Witnessed by Environment and Forestry Minister Siti Nurbaya and National Disaster Mitigation Agency (BNPB) head Syamsul Ma’arif, the ordinance, which regulates the duties and responsibilities of relevant agencies in forest and land fire mitigation in Riau, Andi immediately handed tasks to the 12 regents and mayors in Riau.
“There are 16 actions plans that greatly require support from the relevant stakeholders at the central, provincial, regency and mayoralty levels, including from the private sector,” said Andi.
The action plans include the designation of peat land as a protected area in Riau spatial planning, canal blocking to maintain the wetness of peat land, document evaluation and environmental licensing for plantation and forestry companies in preventing and mitigating forest and land fires, law enforcement against companies disobeying audits and the establishment and provision of incentives for fire-aware communities in fire-prone areas.
The managing director of PT Riau Andalan Pulp and Paper (RAPP), Tony Wenas, said the company would help the administration to overcome forest and land plantation.
“We have prepared a helicopter at Roesmin Nurjadin Air Forces base in Pekanbaru,” Tony said.

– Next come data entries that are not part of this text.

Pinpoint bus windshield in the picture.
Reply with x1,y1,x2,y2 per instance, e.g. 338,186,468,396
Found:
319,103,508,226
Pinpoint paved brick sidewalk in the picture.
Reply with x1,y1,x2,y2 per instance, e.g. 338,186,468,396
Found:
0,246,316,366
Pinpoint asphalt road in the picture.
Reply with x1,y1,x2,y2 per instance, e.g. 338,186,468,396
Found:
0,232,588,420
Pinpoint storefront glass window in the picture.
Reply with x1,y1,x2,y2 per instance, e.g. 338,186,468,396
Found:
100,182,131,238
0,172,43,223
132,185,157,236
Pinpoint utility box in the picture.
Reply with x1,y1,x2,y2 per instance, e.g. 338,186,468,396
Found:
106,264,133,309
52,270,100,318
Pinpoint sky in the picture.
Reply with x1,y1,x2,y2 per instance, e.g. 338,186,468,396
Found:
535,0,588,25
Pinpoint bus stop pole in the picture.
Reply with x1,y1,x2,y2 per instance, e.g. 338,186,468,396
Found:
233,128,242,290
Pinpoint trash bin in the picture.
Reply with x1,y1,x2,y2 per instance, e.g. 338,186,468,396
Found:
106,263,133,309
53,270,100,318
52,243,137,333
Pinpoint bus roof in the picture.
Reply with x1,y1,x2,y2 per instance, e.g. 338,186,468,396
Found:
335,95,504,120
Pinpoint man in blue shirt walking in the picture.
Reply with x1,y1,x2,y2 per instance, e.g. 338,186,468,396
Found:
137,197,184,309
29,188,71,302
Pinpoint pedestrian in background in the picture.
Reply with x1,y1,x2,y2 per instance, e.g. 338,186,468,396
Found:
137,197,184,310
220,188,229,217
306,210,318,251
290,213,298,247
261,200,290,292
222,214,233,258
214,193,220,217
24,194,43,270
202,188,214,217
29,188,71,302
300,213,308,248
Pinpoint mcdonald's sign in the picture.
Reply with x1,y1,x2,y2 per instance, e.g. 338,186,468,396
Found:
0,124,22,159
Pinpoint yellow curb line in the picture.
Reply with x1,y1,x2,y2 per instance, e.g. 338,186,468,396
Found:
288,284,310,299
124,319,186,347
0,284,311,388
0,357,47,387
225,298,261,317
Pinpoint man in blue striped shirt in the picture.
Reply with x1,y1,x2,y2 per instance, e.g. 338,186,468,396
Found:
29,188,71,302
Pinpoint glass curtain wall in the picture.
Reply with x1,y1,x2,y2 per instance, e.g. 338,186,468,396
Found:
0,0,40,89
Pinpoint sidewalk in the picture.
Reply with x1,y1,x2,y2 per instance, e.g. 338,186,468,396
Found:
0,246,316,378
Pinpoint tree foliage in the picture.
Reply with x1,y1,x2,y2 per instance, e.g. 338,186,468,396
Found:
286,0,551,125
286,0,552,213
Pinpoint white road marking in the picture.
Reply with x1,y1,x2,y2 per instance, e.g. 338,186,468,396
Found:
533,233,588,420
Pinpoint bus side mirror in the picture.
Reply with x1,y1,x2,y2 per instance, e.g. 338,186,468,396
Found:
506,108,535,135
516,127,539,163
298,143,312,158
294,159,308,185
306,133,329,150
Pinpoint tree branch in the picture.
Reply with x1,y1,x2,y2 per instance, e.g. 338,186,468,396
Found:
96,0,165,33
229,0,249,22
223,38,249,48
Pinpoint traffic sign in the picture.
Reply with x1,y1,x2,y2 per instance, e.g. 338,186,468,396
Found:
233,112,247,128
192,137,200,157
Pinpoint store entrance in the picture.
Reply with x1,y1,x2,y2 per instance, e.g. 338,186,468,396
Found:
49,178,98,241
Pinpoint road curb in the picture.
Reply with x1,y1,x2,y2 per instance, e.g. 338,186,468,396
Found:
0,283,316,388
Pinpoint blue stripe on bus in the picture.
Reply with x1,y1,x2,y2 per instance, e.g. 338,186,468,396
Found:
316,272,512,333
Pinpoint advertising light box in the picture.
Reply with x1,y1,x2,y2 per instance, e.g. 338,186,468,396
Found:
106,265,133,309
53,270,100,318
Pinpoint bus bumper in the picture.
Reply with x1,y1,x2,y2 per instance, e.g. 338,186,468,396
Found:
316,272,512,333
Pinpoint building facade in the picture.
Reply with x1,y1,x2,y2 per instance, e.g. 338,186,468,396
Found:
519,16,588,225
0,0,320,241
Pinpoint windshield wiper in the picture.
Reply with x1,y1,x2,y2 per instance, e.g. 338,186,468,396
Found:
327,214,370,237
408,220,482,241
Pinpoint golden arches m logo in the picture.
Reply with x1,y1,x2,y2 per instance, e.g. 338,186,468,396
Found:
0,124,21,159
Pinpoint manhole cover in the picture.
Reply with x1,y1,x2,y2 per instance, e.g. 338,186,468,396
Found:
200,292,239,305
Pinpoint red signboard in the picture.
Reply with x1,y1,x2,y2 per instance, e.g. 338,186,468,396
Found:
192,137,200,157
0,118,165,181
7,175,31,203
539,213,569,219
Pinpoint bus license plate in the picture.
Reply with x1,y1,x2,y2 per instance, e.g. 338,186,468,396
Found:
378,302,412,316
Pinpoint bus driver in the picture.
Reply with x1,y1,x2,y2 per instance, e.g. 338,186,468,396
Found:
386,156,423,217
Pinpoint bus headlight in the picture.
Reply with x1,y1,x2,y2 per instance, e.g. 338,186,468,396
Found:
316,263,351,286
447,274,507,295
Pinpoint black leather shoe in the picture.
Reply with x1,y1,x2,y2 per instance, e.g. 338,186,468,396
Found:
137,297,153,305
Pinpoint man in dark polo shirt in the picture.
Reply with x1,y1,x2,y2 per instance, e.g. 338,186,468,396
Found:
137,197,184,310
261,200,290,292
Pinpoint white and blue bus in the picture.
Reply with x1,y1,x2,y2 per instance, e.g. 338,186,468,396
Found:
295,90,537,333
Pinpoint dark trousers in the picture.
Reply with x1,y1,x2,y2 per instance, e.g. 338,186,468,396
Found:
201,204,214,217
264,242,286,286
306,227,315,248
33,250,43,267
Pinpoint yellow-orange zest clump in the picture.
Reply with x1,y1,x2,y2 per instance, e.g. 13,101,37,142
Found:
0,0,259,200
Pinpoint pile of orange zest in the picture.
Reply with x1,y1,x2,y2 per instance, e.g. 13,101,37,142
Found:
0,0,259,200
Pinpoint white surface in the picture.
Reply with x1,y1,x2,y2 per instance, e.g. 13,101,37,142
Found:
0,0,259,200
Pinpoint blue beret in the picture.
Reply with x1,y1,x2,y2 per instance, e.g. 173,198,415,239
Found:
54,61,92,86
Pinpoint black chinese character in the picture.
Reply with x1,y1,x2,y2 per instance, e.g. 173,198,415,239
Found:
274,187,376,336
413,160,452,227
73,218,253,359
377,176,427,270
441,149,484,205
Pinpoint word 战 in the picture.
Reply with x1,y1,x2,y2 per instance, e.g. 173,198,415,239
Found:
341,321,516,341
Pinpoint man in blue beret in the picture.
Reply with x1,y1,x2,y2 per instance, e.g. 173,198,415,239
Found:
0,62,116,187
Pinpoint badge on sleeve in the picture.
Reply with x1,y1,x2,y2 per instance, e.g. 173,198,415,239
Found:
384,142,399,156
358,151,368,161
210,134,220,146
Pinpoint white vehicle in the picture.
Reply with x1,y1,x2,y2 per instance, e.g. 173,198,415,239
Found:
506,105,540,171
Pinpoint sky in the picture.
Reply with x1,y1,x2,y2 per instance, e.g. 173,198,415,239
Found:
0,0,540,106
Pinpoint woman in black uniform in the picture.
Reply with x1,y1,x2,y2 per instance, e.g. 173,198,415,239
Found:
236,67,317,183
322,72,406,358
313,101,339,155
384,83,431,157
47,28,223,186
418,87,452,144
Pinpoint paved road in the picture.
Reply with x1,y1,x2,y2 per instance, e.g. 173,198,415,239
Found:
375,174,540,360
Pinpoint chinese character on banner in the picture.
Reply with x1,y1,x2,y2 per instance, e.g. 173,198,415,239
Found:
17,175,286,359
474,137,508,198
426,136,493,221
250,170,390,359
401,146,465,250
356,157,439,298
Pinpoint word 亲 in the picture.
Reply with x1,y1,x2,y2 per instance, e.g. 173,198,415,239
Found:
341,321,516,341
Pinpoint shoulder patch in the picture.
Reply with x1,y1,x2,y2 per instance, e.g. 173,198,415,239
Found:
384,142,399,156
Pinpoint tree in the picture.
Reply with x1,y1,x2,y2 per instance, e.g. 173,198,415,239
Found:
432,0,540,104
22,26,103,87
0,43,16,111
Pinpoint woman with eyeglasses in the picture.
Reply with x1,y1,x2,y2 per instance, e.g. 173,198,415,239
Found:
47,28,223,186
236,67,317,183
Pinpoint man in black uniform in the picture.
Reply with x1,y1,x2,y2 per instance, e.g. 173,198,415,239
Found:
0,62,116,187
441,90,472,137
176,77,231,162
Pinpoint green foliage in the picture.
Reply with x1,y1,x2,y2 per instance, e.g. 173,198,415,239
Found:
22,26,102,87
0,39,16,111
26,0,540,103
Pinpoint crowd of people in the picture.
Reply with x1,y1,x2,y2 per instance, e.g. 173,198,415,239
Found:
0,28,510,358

Meanwhile, some 350,000 hectares of peat lands in Jambi have been reportedly damaged mostly because of conversion into plantations or industrial forests (HTI), but also because of annual forest fires during dry seasons.
The executive director of the Indonesian Forum for the Environment’s (Walhi) Jambi branch, Musri Nauli, said the damaged areas accounted for about 50 percent of the total peatlands in the province.
“The damage is spread throughout the three regencies of East Tanjungjabung, West Tanjungjabung and Muarojambi,” Musri said on Sunday.
He said Walhi had helped propagate measures for anticipating peat land fires during a recent study on peat land and field management in the Sungai Bungur subdistrict, Kumpehilir district, Muarojambi.
Saving peat lands in Jambi, according to Musri, would be very difficult to do as long as their conversion into plantations and HTI continued unabated.
He said Jambi would even completely lose the vast peat lands in its eastern regions, especially in East and West Tanjungjabung regencies, if the government kept issuing licenses for oil palm plantations and HTI businesses.
To help save the fields and peat lands in the province, Musri said, local people should to be given the rights and the chance to manage them. People’s involvement in the management of peat lands would help prevent the peat lands from being damaged.